My other half ordered Dover sole for her main and was surprised to be presented with what looked like two batons; I asked what that style was called and a waiter looked temporarily nonplussed before replying, not completely convincingly but with straightforwardness, “rolled”. Anyway, the sole was served with crispy asparagus, wild mushrooms and “zesty” lemon verbena sauce (£44) and went down a treat. I was torn between the Scottish beef fillet and the roasted loin of lamb, but finally chose the suckling pig with artichokes and quince jelly (£28), which was mouth-wateringly tender and sweet.
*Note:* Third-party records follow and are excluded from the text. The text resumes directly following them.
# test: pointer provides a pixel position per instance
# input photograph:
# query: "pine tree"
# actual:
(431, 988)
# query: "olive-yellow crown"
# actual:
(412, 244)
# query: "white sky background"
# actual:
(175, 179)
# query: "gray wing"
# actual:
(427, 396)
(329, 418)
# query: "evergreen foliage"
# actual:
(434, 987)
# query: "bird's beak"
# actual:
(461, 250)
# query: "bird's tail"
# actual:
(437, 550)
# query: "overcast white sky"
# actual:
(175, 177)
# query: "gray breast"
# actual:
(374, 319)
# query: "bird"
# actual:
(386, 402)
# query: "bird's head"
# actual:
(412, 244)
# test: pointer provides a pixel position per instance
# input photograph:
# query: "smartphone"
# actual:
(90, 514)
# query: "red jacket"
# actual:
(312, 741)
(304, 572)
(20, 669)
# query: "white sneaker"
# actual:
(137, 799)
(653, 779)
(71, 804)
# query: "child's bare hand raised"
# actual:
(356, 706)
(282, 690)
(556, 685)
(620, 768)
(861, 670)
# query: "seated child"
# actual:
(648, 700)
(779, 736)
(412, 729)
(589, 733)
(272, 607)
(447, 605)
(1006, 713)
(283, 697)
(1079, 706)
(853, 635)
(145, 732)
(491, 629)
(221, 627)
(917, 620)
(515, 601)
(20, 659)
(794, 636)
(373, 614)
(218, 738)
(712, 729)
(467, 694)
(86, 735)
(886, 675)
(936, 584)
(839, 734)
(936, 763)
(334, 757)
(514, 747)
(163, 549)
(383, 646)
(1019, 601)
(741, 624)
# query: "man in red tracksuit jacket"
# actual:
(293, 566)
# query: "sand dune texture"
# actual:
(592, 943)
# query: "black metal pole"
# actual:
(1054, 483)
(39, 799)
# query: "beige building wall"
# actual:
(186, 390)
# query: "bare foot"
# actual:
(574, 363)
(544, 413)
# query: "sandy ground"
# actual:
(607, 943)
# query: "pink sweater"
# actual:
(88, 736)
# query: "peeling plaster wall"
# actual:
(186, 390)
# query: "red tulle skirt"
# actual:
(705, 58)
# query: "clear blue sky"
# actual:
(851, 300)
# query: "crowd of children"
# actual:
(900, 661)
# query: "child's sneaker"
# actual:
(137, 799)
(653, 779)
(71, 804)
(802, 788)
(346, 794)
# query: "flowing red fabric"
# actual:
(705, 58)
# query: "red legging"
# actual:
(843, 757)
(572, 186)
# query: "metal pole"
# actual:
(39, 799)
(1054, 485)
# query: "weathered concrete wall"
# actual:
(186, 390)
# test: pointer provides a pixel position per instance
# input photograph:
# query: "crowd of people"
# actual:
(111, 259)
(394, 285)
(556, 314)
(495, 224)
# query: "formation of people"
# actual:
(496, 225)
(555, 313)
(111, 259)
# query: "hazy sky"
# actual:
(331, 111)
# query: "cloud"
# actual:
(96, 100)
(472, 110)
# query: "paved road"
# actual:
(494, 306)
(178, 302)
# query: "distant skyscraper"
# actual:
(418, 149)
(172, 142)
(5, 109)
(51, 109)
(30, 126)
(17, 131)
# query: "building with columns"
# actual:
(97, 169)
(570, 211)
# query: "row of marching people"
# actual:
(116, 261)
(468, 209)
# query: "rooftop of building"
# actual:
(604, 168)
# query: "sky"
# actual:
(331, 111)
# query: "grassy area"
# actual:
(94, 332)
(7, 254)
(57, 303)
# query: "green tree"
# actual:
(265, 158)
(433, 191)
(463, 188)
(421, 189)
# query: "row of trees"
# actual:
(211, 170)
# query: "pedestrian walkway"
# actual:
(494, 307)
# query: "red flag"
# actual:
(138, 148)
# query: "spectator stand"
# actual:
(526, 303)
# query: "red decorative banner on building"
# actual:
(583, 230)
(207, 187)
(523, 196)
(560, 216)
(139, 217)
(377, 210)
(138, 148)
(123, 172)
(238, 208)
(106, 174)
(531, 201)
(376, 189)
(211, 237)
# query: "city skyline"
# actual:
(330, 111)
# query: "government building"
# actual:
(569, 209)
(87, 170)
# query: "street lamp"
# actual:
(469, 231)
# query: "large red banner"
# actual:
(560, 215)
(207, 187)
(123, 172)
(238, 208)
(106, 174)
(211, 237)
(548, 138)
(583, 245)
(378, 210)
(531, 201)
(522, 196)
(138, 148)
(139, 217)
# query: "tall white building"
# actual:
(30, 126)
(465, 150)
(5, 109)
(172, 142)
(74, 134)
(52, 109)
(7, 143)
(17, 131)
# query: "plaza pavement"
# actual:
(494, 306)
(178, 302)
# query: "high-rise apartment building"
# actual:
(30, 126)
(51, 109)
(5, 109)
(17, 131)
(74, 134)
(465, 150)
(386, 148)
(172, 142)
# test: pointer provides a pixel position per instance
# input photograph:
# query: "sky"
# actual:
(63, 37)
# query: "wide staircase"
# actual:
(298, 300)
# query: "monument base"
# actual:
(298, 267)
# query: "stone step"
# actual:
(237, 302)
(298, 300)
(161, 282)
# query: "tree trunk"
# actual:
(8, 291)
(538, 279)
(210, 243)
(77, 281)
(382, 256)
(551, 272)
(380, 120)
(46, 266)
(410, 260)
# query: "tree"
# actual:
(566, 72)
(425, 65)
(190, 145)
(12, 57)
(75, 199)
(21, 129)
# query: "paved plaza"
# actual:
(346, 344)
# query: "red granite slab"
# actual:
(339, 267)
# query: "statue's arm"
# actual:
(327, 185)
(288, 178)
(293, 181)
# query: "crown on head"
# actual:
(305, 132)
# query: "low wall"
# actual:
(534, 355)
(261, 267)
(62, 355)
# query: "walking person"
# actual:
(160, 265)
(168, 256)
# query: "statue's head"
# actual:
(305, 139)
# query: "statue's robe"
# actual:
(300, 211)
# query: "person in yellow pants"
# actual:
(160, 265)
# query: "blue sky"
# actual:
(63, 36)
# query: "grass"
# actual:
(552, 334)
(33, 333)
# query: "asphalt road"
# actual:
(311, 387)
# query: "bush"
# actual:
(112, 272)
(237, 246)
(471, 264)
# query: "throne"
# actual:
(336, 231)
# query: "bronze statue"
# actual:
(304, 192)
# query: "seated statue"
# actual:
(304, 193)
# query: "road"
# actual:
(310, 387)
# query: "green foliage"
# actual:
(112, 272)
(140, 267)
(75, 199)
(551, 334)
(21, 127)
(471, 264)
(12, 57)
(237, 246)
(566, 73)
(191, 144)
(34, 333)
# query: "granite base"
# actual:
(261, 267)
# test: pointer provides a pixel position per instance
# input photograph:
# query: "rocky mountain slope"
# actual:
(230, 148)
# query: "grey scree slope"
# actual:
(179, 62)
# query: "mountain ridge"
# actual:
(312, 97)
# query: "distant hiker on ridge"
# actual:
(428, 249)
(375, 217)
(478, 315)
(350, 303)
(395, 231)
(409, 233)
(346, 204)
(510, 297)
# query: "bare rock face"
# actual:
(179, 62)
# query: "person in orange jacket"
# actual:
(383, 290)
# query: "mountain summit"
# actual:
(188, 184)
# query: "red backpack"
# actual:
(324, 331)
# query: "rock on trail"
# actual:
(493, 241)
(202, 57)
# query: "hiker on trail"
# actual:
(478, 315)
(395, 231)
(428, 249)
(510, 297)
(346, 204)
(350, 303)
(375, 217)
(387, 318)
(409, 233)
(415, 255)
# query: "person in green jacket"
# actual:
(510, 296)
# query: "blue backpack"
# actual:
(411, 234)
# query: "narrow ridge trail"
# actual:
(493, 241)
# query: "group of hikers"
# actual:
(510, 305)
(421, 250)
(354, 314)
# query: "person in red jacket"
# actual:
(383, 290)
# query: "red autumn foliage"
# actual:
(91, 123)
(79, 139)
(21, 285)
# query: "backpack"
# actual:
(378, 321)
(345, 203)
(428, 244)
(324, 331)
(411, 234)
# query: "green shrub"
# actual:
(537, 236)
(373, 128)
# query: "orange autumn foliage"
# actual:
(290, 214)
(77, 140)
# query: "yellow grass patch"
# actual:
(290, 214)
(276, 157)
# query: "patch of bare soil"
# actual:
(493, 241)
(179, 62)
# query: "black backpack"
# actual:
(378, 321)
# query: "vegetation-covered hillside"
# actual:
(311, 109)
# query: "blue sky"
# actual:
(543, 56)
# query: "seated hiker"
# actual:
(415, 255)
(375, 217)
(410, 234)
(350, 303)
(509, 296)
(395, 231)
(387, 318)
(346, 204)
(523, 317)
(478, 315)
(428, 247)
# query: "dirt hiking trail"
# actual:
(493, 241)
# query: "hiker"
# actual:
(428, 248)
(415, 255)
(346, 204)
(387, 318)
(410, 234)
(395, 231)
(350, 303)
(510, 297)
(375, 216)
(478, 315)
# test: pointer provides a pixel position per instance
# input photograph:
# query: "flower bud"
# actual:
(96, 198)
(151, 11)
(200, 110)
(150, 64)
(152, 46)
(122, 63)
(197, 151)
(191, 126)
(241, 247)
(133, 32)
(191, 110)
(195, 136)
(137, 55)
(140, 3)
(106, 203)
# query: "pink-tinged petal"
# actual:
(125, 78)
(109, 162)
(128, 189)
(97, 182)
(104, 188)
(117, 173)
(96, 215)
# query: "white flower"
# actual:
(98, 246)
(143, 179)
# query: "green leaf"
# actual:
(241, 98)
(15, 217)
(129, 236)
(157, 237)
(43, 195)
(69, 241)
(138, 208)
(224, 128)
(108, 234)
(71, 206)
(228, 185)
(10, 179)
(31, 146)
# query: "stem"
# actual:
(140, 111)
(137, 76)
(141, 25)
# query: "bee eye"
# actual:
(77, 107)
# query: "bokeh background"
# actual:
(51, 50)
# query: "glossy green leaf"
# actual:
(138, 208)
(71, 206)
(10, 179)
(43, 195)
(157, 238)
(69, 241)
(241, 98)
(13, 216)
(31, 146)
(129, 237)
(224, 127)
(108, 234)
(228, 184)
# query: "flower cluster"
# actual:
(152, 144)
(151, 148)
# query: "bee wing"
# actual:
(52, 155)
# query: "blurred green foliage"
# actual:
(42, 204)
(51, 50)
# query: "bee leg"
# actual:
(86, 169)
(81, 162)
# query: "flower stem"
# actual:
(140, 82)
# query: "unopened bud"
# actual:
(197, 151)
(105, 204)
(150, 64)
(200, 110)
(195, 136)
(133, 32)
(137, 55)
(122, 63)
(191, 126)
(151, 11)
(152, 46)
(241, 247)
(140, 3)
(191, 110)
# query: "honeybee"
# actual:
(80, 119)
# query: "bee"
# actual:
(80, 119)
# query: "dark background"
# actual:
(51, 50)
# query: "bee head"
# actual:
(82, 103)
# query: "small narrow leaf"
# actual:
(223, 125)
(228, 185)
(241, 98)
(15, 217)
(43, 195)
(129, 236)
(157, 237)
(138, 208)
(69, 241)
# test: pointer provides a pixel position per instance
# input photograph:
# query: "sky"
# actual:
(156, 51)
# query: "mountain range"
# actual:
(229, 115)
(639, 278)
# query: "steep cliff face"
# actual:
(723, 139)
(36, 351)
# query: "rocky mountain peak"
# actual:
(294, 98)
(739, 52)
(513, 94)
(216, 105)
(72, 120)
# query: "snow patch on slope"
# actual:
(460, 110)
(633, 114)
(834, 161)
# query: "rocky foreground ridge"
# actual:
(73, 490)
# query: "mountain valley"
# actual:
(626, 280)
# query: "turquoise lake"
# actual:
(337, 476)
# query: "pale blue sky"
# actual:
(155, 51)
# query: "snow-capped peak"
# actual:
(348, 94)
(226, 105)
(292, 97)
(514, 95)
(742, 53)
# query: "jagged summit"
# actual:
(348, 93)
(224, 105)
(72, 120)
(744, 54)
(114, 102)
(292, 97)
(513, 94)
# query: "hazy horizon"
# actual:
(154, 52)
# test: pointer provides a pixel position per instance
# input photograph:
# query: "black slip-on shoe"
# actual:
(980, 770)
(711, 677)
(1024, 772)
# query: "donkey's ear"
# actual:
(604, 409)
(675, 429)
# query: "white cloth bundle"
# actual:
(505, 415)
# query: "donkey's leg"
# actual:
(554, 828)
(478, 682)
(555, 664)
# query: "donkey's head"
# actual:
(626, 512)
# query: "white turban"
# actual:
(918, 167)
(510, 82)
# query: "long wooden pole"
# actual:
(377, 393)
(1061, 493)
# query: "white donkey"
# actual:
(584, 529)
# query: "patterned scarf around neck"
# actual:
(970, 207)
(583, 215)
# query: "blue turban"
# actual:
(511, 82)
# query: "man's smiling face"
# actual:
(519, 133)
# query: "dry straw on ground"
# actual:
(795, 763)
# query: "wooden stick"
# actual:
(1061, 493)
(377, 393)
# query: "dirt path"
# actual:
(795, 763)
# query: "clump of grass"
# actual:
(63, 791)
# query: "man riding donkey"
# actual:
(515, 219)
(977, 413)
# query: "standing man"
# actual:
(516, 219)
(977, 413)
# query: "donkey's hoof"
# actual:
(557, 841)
By now the chanteuse had warmed up in the jazz lounge across the way, making increasingly impossible jazz demands (“Cry Me a River! Fly Me to the Moon!!”) and we were desperately searching for some extra space to do justice to the puddings. Mission accomplished, I elected the lemon tart with sesame seed meringue and sour cherry ice cream (£12.50), which was a flavour carnival, while my partner went for the triple chocolate bavarois (“I’m not going to ask what a bavarois is, the clue here is ‘triple chocolate”) with mandarin sorbet (£12.50), which was rich and lush.
We had to split in the morning, after a superb night’s sleep, but if like me you’ve passed by the Wellesley without knowing, I’d recommend taking the time to treat yourself to a night of luxury at this hidden beauty.